Proposal: identifying contaminated cancer cell lines

This morning, Dan Graur tweeted this explosive article:

I recommend everyone reads it.  tl;dr – lots of cancer cell lines are not what they’re supposed to be, having been contaminated and overtaken by other, perhaps more aggressive cell lines.

With the advent of NGS, this seems like something we could tackle relatively easily.  For example, cell lines will have (i) signature gene expression profiles; (ii) signature SNP profiles; and (iii) signature CNV profiles.

It shouldn’t be too difficult to set up a service, linked to the public databases, that can check all submitted data against known (contaminant) cell lines and which could identify datasets that perhaps come from a different cell line to that which is reported.

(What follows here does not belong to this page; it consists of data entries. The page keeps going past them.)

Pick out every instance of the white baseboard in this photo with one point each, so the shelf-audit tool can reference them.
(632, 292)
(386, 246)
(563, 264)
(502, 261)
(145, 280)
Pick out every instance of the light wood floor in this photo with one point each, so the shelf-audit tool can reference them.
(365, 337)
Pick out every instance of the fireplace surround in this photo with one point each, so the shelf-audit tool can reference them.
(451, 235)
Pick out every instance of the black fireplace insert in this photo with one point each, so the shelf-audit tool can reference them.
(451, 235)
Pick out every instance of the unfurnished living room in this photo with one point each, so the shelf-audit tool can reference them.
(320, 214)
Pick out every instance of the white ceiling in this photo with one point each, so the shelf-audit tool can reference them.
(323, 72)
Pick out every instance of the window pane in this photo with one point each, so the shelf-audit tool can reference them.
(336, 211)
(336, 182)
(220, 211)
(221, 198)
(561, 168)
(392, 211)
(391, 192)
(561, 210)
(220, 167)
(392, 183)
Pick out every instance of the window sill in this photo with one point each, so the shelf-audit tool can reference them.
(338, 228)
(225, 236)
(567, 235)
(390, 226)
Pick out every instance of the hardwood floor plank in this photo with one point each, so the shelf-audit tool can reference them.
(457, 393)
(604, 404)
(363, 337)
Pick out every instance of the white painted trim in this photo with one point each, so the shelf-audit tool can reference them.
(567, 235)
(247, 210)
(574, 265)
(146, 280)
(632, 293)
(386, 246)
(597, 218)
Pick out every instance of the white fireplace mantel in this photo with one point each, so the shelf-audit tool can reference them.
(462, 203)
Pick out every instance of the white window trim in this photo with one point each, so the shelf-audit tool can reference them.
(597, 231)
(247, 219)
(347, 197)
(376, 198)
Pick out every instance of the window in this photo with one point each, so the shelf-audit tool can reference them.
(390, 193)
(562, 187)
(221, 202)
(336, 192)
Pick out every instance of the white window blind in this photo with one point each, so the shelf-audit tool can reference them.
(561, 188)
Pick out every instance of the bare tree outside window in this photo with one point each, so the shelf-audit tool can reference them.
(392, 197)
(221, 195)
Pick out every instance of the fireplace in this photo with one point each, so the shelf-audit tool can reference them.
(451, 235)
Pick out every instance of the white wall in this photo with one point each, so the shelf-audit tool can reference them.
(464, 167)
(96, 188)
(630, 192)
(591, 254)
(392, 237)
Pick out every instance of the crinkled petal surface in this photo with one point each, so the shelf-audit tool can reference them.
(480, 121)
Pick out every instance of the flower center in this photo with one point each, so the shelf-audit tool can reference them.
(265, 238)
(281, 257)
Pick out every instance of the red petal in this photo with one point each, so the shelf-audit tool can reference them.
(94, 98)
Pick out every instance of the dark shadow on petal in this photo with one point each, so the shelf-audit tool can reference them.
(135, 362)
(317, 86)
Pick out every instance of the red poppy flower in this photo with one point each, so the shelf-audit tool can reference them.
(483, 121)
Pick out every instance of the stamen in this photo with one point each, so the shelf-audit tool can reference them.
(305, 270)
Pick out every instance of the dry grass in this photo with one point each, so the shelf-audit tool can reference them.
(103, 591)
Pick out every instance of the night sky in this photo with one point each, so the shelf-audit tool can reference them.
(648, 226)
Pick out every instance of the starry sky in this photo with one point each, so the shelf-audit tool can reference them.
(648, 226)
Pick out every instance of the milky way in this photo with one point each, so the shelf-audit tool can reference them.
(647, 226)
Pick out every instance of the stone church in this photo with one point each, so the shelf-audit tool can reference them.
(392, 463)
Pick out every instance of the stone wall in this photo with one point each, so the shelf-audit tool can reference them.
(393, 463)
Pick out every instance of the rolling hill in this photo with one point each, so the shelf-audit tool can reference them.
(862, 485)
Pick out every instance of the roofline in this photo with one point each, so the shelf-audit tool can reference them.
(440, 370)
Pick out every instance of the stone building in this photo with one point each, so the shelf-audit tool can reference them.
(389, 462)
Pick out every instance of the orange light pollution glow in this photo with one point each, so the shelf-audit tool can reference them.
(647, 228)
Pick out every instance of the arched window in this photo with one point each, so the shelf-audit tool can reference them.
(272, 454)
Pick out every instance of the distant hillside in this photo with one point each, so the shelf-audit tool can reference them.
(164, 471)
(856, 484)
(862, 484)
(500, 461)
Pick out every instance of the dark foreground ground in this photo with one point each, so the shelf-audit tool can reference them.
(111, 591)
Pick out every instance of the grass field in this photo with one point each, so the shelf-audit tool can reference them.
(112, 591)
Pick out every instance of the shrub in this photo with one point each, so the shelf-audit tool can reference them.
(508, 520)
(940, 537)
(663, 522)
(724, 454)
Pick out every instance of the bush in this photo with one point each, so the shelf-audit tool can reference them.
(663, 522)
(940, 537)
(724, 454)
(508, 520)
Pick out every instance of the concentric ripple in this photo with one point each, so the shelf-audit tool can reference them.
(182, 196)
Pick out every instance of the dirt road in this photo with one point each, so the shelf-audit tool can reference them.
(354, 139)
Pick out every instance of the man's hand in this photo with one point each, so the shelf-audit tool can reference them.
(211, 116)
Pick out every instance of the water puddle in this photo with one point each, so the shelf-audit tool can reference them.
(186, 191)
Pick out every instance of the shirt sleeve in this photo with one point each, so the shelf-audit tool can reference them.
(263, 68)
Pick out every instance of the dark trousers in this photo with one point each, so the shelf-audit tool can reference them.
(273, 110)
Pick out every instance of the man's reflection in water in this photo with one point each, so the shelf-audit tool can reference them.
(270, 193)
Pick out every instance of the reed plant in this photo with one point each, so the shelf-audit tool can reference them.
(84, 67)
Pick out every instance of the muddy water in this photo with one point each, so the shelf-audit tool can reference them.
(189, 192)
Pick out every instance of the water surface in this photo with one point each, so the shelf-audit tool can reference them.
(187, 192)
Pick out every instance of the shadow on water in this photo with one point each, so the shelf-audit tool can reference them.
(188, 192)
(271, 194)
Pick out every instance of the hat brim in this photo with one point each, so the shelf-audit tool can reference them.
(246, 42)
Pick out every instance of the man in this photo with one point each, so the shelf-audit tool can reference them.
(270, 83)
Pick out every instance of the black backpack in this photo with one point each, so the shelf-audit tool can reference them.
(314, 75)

I propose that the funding agencies immediately fund EBI/NCBI to set up such a service, attached to the major sequence repositories, that can identify possible cell line contamination.


  1. Contamination of human cell lines is anything but news. Rebecca Skloot covers the initial revelation in 1966 of widespread contamination of human cell lines by HeLa cells in Chapter 20 of her 2010 book “The Immortal Life of Henrietta Lacks” — “The HeLa Bomb” (http://books.google.co.uk/books?id=CE1xL3bxsCAC&printsec=frontcover&dq=hela+bomb&hl=en&sa=X&ei=Ve08VLPjKvKV7AaHmYH4BQ&ved=0CCIQ6AEwAA#v=onepage&q=%2220%20the%20hela%20bomb%20in%20september%22&f=false). Our institute already provides a cell line screening service, I suspect other institutes do as well.

    • Thanks Casey! Glad to hear the screening service is in place, however my point is that we should tie this to the large sequence and variant databases in the public domain and discover problems automatically when data are submitted.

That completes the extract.